Last one. I promise.   Prove that for all positive real numbers $a,b,c$,\[ \frac{a}{\sqrt{a^2 + 8bc}} + \frac{b}{\sqrt{b^2 + 8ca}} + \frac{c}{\sqrt{c^2 + 8ab}} \geq 1.  \]

Four real numbers $ p$, $ q$, $ r$, $ s$ satisfy $ p+q+r+s = 9$ and $ p^{2}+q^{2}+r^{2}+s^{2}= 21$. Prove that there exists a permutation $ \left(a,b,c,d\right)$ of $ \left(p,q,r,s\right)$ such that $ ab-cd \geq 2$.

Let $\mathcal{A}$ denote the set of all polynomials in three variables $x, y, z$ with integer coefficients. Let $\mathcal{B}$ denote the subset of $\mathcal{A}$ formed by all polynomials which can be expressed as \begin{align*} (x + y + z)P(x, y, z) + (xy + yz + zx)Q(x, y, z) + xyzR(x, y, z) \end{align*}with $P, Q, R \in \mathcal{A}$. Find the smallest non-negative integer $n$ such that $x^i y^j z^k \in \mathcal{B}$ for all non-negative integers $i, j, k$ satisfying $i + j + k \geq n$.

We consider two sequences of real numbers $x_{1} \geq x_{2} \geq \ldots \geq x_{n}$ and $\ y_{1} \geq y_{2} \geq \ldots \geq y_{n}.$ Let $z_{1}, z_{2}, .\ldots, z_{n}$ be a permutation of the numbers $y_{1}, y_{2}, \ldots, y_{n}.$ Prove that $\sum \limits_{i=1}^{n} ( x_{i} -\ y_{i} )^{2} \leq \sum \limits_{i=1}^{n}$ $( x_{i} - z_{i})^{2}.$

Let $ a$, $ b$, $ c$, $ d$ be positive real numbers such that $ abcd = 1$ and $ a + b + c + d > \dfrac{a}{b} + \dfrac{b}{c} + \dfrac{c}{d} + \dfrac{d}{a}$. Prove that \[ a + b + c + d < \dfrac{b}{a} + \dfrac{c}{b} + \dfrac{d}{c} + \dfrac{a}{d}\]

Let $a_1, a_2, \ldots , a_n, \ldots  $ be a sequence of real numbers such that $0 \leq a_n \leq 1$ and $a_n - 2a_{n+1} + a_{n+2} \geq  0$ for $n = 1, 2, 3, \ldots$. Prove that \[0 \leq (n + 1)(a_n - a_{n+1}) \leq 2 \qquad \text{ for } n = 1, 2, 3, \ldots\]

Let $\,{\mathbb{R}}\,$ denote the set of all real numbers.

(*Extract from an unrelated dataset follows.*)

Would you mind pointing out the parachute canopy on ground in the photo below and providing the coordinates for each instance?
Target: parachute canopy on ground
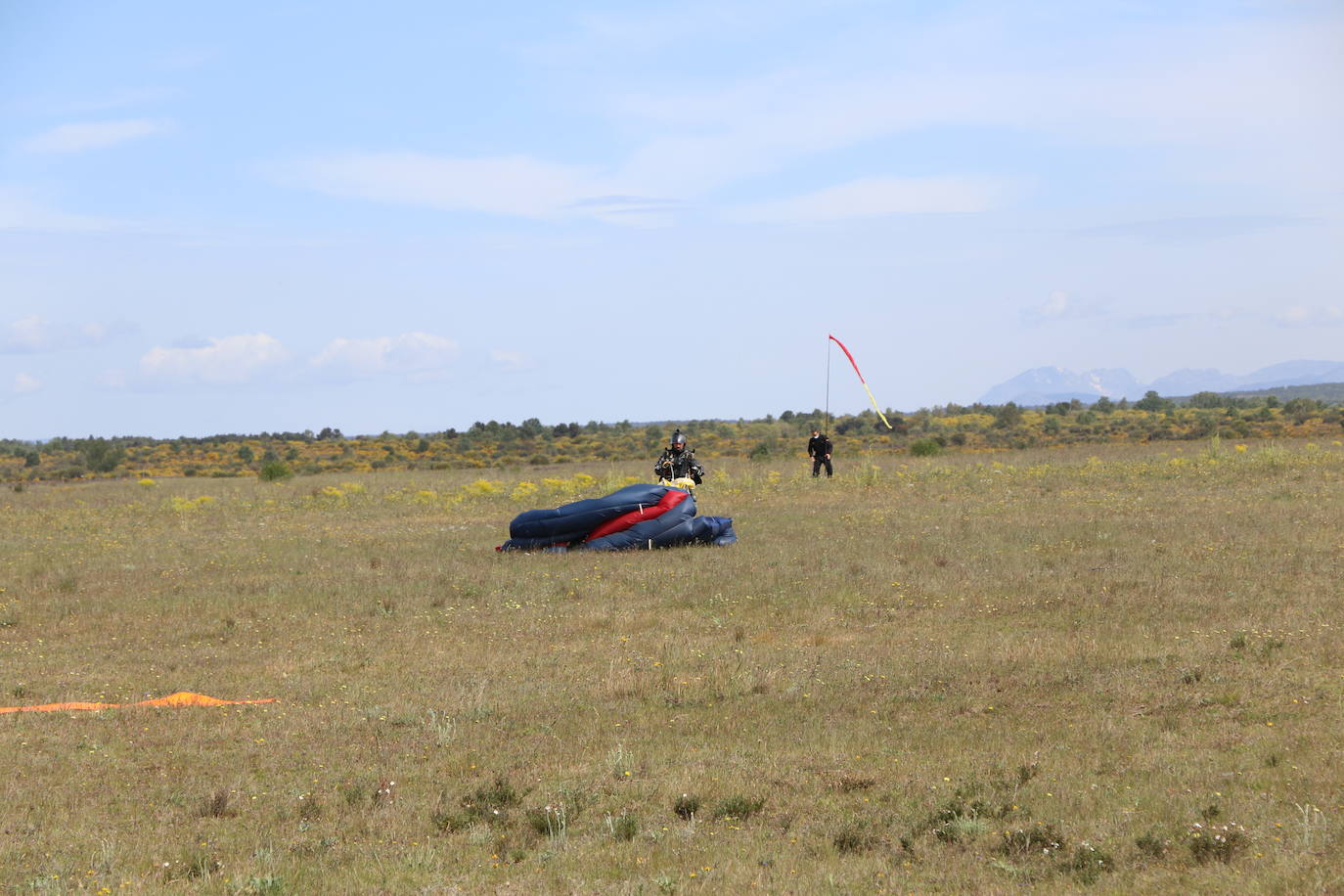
(637, 516)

Find all functions $\,f: {\mathbb{R}}\rightarrow {\mathbb{R}}\,$ such that\[ f\left( x^{2}+f(y)\right) =y+\left( f(x)\right) ^{2}\hspace{0.2in}\text{for all}\,x,y\in \mathbb{R}. \]

The real numbers $a_0,a_1,a_2,\ldots$ satisfy $1=a_0\le a_1\le a_2\le\ldots. b_1,b_2,b_3,\ldots$ are defined by $b_n=\sum_{k=1}^n{1-{a_{k-1}\over a_k}\over\sqrt a_k}$.  a) Prove that $0\le b_n<2$.  b) Given $c$ satisfying $0\le c<2$, prove that we can find $a_n$ so that $b_n>c$ for all sufficiently large $n$.

Let $a$ be a postive integer and let ${a_n}$ be defined by $a_0=0$ and \[a_{n+1}=(a_n+1)a+(a+1)a_n+2\sqrt{a(a+1)a_n(a_n+1)}\]Show that for each positive integer $n,a_n$ is a positive integer.

Determine all sequences $(x_1,x_2,\ldots,x_{2011})$ of positive integers, such that for every positive integer $n$ there exists an integer $a$ with\[\sum^{2011}_{j=1} j  x^n_j = a^{n+1} + 1\]

Find a method by which one can compute the coefficients of $P(x) = x^6 + a_1x^5 + \cdots+  a_6$ from the roots of $P(x) = 0$ by performing not more than $15$ additions and $15$ multiplications.